Researcher in the Kone Foundation funded project The Museum as a Forum for Experiential Publishing of Research 2024-2025.

virpi.kaukio@uef.fi | +358 50 437 0042

Virpi Kaukio is a researcher in environmental aesthetics, who in her PhD thesis (UEF 2013) examined the complex relationship between the environmental experiences offered by art and fiction and the environments experienced physically on site. More recently, Kaukio has been studying intangible cultural heritage and the changes in the use of mires and the cultural relationship with nature (Mire Trend research project, UEF, Kone Foundation, 2020-2023). Kaukio became interested in museums as a platform for experiential publishing during her work experience (Riihisaari – Savonlinna Museum 2019) and while studying museology (Jyväskylä Open University 2023), when she drafted sketches on the possibilities of a multisensory museum.

This project of museum as a platform for experiential publishing of research explores ways to make visible information or research processes that are challenging or impossible to publish through traditional scientific publishing channels. The study examines experiential or so-called tacit knowledge, which is difficult to verbalize and conceptualize, from the perspective of aesthetics and sensory research.

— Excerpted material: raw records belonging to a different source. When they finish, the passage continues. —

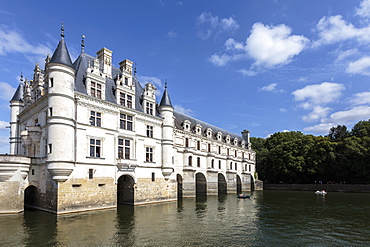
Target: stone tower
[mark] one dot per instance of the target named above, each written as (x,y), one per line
(166,111)
(60,76)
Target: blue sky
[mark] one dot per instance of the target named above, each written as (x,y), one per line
(263,65)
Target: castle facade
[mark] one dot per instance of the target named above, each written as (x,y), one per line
(86,135)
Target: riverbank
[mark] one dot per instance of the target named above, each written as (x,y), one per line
(354,188)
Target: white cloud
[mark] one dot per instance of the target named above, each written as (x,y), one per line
(361,98)
(334,29)
(273,45)
(11,41)
(319,94)
(315,97)
(268,46)
(364,10)
(209,25)
(350,116)
(271,88)
(248,72)
(361,66)
(317,113)
(283,110)
(182,110)
(6,91)
(322,128)
(171,34)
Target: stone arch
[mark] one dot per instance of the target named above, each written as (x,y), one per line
(126,190)
(238,184)
(179,186)
(222,185)
(200,184)
(31,197)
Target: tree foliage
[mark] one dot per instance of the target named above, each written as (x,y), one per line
(293,157)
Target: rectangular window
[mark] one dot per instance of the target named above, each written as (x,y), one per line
(149,131)
(149,154)
(95,118)
(125,122)
(95,90)
(124,149)
(95,148)
(149,108)
(125,100)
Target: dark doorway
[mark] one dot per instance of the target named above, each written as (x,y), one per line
(222,185)
(179,186)
(238,185)
(125,190)
(31,197)
(200,184)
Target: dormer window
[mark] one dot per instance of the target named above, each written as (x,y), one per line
(186,125)
(227,139)
(218,136)
(95,90)
(149,108)
(208,132)
(198,129)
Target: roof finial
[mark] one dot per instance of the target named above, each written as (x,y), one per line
(62,29)
(83,43)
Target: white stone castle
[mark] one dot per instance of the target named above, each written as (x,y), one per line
(87,135)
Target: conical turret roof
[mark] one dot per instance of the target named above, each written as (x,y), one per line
(61,55)
(18,94)
(165,99)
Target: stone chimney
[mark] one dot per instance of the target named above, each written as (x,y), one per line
(105,60)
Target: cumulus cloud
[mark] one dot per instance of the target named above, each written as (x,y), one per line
(208,25)
(315,98)
(334,29)
(12,41)
(271,88)
(183,110)
(6,91)
(273,45)
(361,66)
(364,9)
(350,116)
(361,98)
(268,46)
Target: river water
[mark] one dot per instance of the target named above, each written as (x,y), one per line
(267,218)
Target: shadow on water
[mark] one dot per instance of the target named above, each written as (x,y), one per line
(40,228)
(125,225)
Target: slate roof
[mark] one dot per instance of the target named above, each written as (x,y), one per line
(18,95)
(61,55)
(81,65)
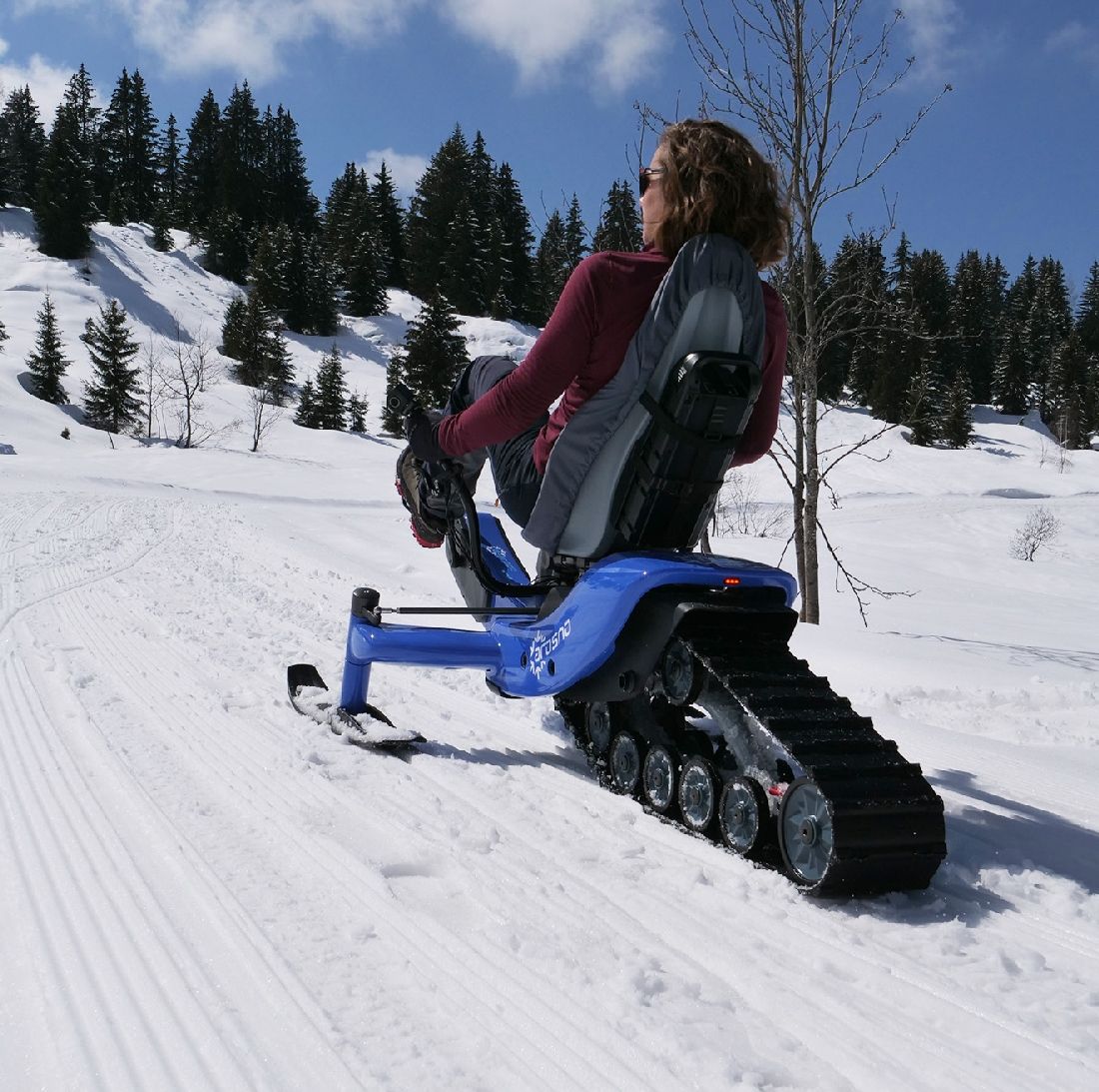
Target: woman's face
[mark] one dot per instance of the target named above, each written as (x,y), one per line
(651,201)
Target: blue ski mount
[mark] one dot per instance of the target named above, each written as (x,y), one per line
(540,653)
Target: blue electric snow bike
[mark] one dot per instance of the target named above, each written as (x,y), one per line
(670,667)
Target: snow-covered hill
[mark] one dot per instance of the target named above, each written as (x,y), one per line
(201,890)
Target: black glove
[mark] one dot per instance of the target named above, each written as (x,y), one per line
(422,434)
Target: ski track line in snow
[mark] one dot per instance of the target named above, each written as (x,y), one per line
(266,1076)
(103,960)
(108,631)
(910,972)
(824,1035)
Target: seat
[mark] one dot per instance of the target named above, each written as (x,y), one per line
(638,466)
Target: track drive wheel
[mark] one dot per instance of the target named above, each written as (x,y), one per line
(743,816)
(596,721)
(658,778)
(624,761)
(804,833)
(698,794)
(679,673)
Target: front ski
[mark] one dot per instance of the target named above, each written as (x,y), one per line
(311,697)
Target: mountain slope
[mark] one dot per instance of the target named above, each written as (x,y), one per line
(204,890)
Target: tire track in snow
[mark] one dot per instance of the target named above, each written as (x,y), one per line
(119,908)
(101,624)
(901,975)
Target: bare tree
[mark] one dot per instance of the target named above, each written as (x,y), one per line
(1042,527)
(265,413)
(151,361)
(187,372)
(801,74)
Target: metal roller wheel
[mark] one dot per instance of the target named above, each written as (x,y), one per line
(658,778)
(596,721)
(624,762)
(742,816)
(680,676)
(698,794)
(804,833)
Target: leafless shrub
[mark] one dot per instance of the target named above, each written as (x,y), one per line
(1041,528)
(738,512)
(264,415)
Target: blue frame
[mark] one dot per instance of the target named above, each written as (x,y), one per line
(529,657)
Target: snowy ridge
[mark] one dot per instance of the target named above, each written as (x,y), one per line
(205,890)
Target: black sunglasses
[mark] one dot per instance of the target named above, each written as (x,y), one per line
(645,175)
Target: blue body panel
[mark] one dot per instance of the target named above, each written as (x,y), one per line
(530,657)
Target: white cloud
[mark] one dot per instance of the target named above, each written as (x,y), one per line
(933,28)
(1078,41)
(46,81)
(615,39)
(406,169)
(607,42)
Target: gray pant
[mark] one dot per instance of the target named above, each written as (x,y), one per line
(517,482)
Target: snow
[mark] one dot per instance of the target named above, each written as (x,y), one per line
(205,890)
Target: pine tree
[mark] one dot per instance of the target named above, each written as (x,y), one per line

The central idea behind publishing differently is to make information more equally accessible and pluralistic. For the museum, new ways provide a means to contribute to the social debate. For researchers, the museum can offer new channels for publishing research. Because a museum operates spatially and three-dimensionally, activating all the senses, its means of presentation are more responsive to individual and community experience and live cultural heritage as a process.

The project is carried out by Virpi Kaukio at the University of Eastern Finland and funded by the Kone Foundation 2024-2025. The research will be conducted through observation and interviews with researchers, artists, museum professionals and other people involved in experimental activities in museums. The materials will be analyzed using environmental aesthetics, ethnographic and neo-materialist research methods, and art and cultural studies perspectives. In addition to scientific articles, the project will produce practical guidelines for those planning to publish experimental research in a museum.